Item 6. Name Elements with Camel Case

There are no standard naming conventions for XML. I've seen XML applications that use all capitals, all small letters , separate words with hyphens, separate words with underscores, and more. Without being too fanatical about it, I recommend camel case, usingInternalCapitalization InLieuOfWhiteSpaceLikeThis, simply because our eyes are better trained to follow it.

In the programming sections of Usenet, case conventions are second only to indentation as a source of pointless erudition and time-wasting flameage. There are many good naming and case conventions, most of which have nothing to strongly recommend them over any other. Most modern languages like Java, Delphi, and C# have tended to adopt one convention, even if they don't enforce it in the compiler, in order to facilitate the legibility of code between different people and groups. It doesn't matter which convention is picked as long as a single convention is chosen .

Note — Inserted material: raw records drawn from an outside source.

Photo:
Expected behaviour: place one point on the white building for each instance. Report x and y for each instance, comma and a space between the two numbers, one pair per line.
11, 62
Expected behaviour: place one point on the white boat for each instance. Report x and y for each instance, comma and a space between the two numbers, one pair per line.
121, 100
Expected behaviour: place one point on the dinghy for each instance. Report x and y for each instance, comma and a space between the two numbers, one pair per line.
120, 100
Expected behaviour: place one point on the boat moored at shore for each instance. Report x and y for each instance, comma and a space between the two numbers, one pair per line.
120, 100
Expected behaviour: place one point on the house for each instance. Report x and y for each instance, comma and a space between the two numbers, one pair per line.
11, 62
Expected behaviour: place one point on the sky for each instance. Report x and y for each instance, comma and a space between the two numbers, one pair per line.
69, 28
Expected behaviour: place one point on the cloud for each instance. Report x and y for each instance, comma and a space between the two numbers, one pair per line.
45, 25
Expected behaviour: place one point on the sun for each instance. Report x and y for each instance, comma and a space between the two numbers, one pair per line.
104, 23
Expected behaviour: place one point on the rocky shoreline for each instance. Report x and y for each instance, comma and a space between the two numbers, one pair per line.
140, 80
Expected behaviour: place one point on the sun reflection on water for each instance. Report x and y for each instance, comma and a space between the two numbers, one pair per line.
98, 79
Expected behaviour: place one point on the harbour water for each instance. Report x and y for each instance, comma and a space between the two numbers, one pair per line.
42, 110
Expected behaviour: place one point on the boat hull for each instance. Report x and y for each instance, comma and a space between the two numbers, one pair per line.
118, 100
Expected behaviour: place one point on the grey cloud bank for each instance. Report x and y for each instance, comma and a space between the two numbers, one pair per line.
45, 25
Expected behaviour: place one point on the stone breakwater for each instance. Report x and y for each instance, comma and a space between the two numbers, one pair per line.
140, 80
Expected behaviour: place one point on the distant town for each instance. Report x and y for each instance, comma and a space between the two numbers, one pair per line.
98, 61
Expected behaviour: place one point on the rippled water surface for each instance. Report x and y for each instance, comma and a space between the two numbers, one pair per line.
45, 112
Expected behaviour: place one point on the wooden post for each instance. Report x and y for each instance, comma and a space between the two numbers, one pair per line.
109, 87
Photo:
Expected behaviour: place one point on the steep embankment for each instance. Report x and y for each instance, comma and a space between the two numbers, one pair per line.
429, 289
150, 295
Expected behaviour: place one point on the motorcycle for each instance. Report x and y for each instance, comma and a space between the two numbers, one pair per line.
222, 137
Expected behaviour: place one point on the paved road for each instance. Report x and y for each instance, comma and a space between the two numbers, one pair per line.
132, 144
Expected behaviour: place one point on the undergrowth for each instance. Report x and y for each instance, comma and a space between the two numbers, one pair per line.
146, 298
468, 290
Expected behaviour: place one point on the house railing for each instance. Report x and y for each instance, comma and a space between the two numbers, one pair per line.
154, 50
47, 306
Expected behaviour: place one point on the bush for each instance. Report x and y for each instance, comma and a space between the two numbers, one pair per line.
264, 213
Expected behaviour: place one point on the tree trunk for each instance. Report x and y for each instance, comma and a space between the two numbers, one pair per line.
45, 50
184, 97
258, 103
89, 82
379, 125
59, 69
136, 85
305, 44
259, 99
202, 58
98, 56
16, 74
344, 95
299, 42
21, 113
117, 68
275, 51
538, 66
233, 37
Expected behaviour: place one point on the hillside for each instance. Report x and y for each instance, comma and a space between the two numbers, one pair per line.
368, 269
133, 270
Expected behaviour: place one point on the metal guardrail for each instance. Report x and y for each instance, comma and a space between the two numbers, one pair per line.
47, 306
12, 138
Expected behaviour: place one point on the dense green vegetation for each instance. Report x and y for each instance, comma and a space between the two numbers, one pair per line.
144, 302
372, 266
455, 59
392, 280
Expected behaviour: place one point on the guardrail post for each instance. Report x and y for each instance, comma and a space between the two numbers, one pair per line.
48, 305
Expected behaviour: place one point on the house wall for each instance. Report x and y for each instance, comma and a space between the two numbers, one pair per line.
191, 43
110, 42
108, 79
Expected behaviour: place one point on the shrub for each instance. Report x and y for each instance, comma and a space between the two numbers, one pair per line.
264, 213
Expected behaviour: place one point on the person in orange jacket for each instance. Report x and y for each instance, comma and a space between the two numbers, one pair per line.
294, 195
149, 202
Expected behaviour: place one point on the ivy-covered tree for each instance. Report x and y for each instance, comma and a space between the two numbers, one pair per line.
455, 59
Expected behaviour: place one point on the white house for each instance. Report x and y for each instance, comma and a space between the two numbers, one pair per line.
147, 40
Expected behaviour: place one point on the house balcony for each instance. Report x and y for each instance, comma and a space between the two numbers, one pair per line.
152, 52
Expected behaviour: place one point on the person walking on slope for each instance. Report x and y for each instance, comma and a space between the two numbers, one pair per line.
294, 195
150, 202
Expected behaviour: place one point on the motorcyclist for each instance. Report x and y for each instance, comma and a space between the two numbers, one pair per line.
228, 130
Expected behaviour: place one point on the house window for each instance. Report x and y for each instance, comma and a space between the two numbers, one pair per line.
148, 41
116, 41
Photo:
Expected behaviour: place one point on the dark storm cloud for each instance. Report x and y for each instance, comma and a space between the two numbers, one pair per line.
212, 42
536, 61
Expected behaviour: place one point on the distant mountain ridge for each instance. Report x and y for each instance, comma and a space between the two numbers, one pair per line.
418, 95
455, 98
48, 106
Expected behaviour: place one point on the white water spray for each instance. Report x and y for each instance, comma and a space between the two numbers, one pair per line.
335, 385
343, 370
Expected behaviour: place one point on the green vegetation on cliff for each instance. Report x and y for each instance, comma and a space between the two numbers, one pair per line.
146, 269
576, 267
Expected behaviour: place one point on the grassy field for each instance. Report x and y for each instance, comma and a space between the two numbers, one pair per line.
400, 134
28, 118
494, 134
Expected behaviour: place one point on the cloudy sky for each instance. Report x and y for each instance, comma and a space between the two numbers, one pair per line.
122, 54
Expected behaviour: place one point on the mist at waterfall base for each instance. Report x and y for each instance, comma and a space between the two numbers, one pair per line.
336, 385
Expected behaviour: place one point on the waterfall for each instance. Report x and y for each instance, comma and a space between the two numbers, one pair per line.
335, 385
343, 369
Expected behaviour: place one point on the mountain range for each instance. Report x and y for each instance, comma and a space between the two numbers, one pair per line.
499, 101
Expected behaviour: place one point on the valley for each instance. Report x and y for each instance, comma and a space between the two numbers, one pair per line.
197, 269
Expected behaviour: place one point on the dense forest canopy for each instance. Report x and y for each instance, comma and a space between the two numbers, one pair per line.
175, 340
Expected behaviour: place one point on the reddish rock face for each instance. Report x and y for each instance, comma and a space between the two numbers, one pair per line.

XML, unfortunately , does not have any recommended naming or case conventions for element and attribute names . Multiple conventions such as those listed below are used in practice.

XSLT uses all lower case with hyphens separating words, as in xsl:value-of , xsl:apply-templates , xsl:for-each , and xsl:attribute-set .
The W3C XML Schema Language uses camel case with an initial lowercase letter, as in xsd:complexType , xsd:simpleType , xsd:gMonthDay , and xsi:schemaLocation .
DocBook uses lower case exclusively and never separates the words, as in para , firstname , biblioentry , chapterinfo , methodsynopsis , and listitem .
MathML uses lower case exclusively, does not separate the words, and furthermore often abbreviates the words, as in mi (math italic), mn (math number), mfrac (math fraction), msqrt (math square root), and reln (relation).
SOAP 1.2 uses camel case with initial capitals for element names ( env:Body , env:Envelope , env:Header , and so on) and camel case with an initial lowercase letter for attributes ( encodingStyle , env:role , env:mustUnderstand , and so on).
XHTML uses lower case exclusively with fairly short, abbreviated names, as in p , div , head , h1 , tr , td , img , and so on.

The one style you tend not to see is exclusively upper case like this:

 <STATEMENT xmlns="http://namespaces.megabank.com/">   <BANK>MegaBank</BANK>   <ACCOUNT>     <NUMBER>00003145298</NUMBER>     <TYPE>Savings</TYPE>     <OWNER>John Doe</OWNER>   </ACCOUNT >   <DATE>2003-30-02</DATE>   <OPENINGBALANCE>5266.34</OPENINGBALANCE>   <CLOSINGBALANCE>5266.34</CLOSINGBALANCE> </STATEMENT>

The reason is simple: In English and other case-aware languages (not, for example, Chinese and Hebrew) human eyes are trained to recognize words by their shape. After the first or second grade, readers do not sound out each letter when trying to identify a word. At least with common words like first, case, and language, we recognize the entire word as a unit. The ascenders and descenders of letters like d, g, l, k, and j are major contributors to the overall shape of a word. HOWEVER, IN UPPER CASE ALL LETTERS HAVE EXACTLY THE SAME HEIGHT, SO A SENTENCE WRITTEN IN PURE UPPER CASE IS MUCH HARDER TO READ. See what I mean? Consequently, a document will be much easier to read if you stick to lower case or a mix of upper and lower case.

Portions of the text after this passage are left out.